O lance decisivo surgiu justamente em cenário carregado de simbolismo. Nos minutos finais do confronto, a bola sobrou para Paulichi praticamente no mesmo ponto da quadra onde, meses antes, o pivô havia desperdiçado um arremesso de três pontos importante contra o próprio Franca durante o Super 8, disputado em 25 de janeiro. Na ocasião, o Brasília perdeu por 90 a 85 e viu escapar a possibilidade de virar a partida justamente em uma tentativa longa do camisa 13.
Desta vez, porém, a história ganhou roteiro diferente. Sem hesitar, Paulichi converteu a bola decisiva e ajudou o extraterrestre a sobreviver na série semifinal contra o tetracampeão nacional. Depois da partida, o pivô admitiu carregar aquele arremesso perdido durante meses na cabeça, inclusive nos próprios sonhos. “Provavelmente, ninguém vai lembrar, mas eu lembro. A gente jogou o Super 8 aqui e eu tive uma bola parecida, quase do mesmo lugar, para passar à frente no jogo, mas acabei errando. Sem brincadeira, eu sonhei com essa bola. Eu vinha treinar aqui e imaginava acertando esse arremesso numa nova oportunidade”, revelou o jogador em tom de desabafo.
A declaração ajuda a traduzir o tamanho emocional da vitória construída pelo Brasília no interior paulista. Pressionada pela necessidade de vencer para evitar a eliminação, a equipe candanga suportou praticamente 40 minutos de tensão contra uma das maiores potências do basquete nacional. O triunfo veio sustentado pela intensidade defensiva, pelo controle emocional e pela capacidade de responder nos momentos mais críticos da partida. “Ela sobrou ali e eu nem pensei para arremessar. Talvez, a gente pudesse ter sofrido um pouco menos para fechar o jogo, mas o importante é que deu certo. Agora é tudo ou nada. Acho que a beleza do esporte é essa”, completou Paulichi.

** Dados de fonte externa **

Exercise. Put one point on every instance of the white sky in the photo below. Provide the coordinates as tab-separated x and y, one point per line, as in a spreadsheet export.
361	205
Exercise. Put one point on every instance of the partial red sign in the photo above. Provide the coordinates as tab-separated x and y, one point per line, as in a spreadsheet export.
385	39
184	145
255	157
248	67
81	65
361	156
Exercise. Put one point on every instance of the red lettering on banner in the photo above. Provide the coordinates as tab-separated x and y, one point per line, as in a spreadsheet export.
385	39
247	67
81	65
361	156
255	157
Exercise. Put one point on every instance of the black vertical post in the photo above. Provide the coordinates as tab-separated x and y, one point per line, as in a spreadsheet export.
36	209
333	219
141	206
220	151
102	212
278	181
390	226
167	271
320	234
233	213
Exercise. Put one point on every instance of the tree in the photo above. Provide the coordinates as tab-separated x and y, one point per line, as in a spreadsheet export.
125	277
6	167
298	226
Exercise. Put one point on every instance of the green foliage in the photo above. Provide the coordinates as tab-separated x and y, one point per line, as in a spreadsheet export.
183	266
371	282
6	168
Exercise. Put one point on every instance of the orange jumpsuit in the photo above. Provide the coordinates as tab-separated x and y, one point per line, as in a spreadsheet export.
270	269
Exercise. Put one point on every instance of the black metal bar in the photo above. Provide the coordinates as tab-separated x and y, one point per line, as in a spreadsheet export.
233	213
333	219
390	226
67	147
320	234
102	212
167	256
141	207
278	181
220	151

Além da bola decisiva do pivô, o Brasília encontrou forças na atuação coletiva para prolongar a série. Facundo Corvalán liderou ofensivamente o time com 17 pontos, cinco rebotes e três assistências. Kevin Crescenzi acrescentou 15 pontos e sete rebotes, enquanto o próprio Paulichi terminou a noite com 13 pontos em uma das atuações mais simbólicas da campanha candanga no NBB.

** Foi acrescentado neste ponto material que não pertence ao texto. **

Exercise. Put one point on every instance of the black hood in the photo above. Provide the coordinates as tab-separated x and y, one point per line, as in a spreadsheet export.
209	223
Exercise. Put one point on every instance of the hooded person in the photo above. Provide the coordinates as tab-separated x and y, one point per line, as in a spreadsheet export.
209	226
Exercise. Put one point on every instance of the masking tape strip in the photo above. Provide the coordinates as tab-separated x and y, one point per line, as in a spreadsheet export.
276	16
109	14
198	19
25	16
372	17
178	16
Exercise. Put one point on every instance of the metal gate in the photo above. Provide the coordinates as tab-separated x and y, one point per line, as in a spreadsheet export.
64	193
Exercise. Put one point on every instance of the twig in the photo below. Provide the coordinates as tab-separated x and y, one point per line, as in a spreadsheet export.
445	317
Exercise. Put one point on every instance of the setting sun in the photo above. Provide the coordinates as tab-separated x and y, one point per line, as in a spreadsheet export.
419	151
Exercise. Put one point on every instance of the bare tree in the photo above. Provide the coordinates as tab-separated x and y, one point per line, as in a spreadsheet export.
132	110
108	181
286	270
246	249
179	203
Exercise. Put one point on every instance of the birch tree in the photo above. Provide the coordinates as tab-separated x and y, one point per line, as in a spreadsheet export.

Agora, toda a semifinal será definida em jogo único. Na quinta-feira (28/5), às 20h, Brasília e Franca voltam a se enfrentar no Pedrocão pela vaga na grande decisão da competição nacional. E depois do roteiro construído nos últimos dias, o extraterrestre mostrou ter aprendido exatamente uma das lições mais cruéis e bonitas do esporte: às vezes, é preciso errar 100 vezes antes de acertar justamente a bola capaz de mudar tudo.